One of my 11th graders -- notice the quarters in her ears as well as the big earrings
Dance Like an Egyptian
Of course life as an English teacher in Kwajalein Atoll is not all serious. This past Friday was the welcome party, a day of games and contests between the 4 grades that lasted almost until sundown. The freshmen wore blue T-shirts, the sophomores red, the juniors white, and the seniors black. Each class sent two contestants to each of the games. There were sprint races, including one in which students had to stop, read a note with the name of a teacher, pick up the specified teacher, and run with him or her to the finish line. (Luckily I was spared that one.) There was a contest in which students ran, then sat down and gobbled 2 Marshallese cake-like donuts, swallowed, and finished the race. Another race was similar, except you had to gulp down a can of Coke in the middle. One game involved kicking a soccer ball to the finish line with a giant paper cone on the face, with only the tiniest hole at the end of the cone to see through. (Some students lost track of their balls for several minutes, to the hilarity of the rest of the students. Not much field of vision at the end of the paper cone.) A dance contest, in which the dancers froze when the music stopped and were eliminated if they twitched, ended in a tie between one young woman and a young man, both of whom were terrific at instantly stopping their really cool dance moves. Another contest involved a pan of flour that students raced to, then blew away completely before finishing the race. Naturally, most of the flour blew on the contestants’ faces. There were the traditional raw egg toss and ever-popular battle of muscles in tug-of-war. And also musical chairs.
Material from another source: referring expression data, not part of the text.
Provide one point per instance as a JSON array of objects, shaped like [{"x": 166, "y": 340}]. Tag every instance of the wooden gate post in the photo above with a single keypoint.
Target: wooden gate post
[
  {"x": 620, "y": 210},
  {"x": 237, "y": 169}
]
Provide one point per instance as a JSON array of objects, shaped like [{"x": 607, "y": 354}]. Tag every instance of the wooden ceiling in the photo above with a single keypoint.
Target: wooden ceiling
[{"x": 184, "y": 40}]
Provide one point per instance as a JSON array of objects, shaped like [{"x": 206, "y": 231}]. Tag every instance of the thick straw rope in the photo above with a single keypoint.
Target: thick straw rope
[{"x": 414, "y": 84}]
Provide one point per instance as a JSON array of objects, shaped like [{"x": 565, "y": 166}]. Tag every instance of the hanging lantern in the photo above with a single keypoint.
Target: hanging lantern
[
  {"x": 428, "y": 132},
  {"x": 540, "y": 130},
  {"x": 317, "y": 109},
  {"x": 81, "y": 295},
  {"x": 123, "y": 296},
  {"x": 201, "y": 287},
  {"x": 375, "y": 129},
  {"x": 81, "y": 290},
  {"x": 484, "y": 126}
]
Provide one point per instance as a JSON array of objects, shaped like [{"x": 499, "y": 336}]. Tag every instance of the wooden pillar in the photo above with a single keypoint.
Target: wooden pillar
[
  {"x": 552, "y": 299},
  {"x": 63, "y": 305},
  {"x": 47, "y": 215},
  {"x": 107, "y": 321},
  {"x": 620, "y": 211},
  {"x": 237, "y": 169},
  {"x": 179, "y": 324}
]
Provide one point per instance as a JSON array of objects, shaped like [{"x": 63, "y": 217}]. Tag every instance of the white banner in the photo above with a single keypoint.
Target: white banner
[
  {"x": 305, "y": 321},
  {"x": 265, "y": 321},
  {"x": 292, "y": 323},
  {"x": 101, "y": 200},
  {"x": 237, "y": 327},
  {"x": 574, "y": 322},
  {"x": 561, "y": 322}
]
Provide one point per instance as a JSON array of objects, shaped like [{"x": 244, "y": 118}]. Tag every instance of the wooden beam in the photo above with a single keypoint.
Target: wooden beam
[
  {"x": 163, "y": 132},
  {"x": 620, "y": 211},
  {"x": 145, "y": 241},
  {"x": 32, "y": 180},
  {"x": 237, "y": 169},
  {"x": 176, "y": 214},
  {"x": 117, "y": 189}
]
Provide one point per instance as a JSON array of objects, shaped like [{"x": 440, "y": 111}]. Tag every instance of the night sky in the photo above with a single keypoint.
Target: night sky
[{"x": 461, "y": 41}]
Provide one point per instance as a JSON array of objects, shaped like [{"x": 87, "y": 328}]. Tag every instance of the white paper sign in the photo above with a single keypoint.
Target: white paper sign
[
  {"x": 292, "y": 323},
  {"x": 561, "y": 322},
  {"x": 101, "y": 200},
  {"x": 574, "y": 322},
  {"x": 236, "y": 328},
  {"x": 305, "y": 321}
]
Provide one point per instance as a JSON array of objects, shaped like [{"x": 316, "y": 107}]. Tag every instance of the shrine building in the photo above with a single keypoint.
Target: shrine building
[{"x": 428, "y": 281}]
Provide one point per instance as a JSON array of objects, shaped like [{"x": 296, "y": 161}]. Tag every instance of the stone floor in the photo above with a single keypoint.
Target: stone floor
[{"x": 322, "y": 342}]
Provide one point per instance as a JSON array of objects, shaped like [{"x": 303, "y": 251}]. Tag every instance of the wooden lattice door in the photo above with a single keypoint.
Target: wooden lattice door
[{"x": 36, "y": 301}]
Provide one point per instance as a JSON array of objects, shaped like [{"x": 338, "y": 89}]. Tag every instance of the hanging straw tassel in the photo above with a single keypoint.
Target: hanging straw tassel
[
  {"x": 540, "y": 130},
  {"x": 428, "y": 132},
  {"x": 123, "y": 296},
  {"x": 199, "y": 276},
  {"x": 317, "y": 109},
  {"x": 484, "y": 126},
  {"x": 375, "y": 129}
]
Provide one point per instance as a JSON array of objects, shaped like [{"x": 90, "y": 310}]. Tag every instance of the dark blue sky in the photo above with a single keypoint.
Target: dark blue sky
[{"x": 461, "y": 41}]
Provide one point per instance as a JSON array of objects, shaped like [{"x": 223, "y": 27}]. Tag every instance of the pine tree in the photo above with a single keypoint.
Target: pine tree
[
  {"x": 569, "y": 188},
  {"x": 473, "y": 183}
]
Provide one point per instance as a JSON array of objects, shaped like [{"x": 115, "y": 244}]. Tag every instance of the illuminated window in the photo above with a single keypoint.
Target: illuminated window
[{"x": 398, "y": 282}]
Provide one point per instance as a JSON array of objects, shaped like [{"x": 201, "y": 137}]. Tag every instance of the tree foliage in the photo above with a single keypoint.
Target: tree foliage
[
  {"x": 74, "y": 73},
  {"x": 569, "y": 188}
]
Of course the best part of musical chairs was watching the superb moves to the music in between diving for the chairs. First the girls competed, then the boys, then the female faculty. Decision time: shall I be the professional teacher self or the wild and crazy self? (Not all of you readers have seen the latter.) I figured this was the moment for silliness, hoping acting the royal fool might buy me some goodwill with my students. As they say, “play it big or go home.” So I hammed it up to the max. I did the “dance like an Egyptian” move, a few overhead claps to the beat, with a little John Travolta and a touch of hokey-pokey. The kids went wild – who knew their new ribelle English teacher had such an outrageous side?
One of the students’ journals the next school day read, “The most fun at the welcome party was about Ms. Marci’s musical chair good dance. Because I didn’t know Ms. Marci know how to dance because she is so old and I think she doesn’t know how to dance, so that’s what’s so funny. I never seen old women do good dance.”
The next afternoon a little girl, maybe 4-5 years old, called out “hey ribelle!” (This Marshallese word for “foreigner” is a common greeting from the children.) I smiled at her, and she responded with her best “dance like an Egyptian” imitation. Either news travels fast on the “coconut wireless,” complete with gestures, or perhaps there were more neighborhood kids around than I realized. Either way, that appears to be my trademark now, for better or worse!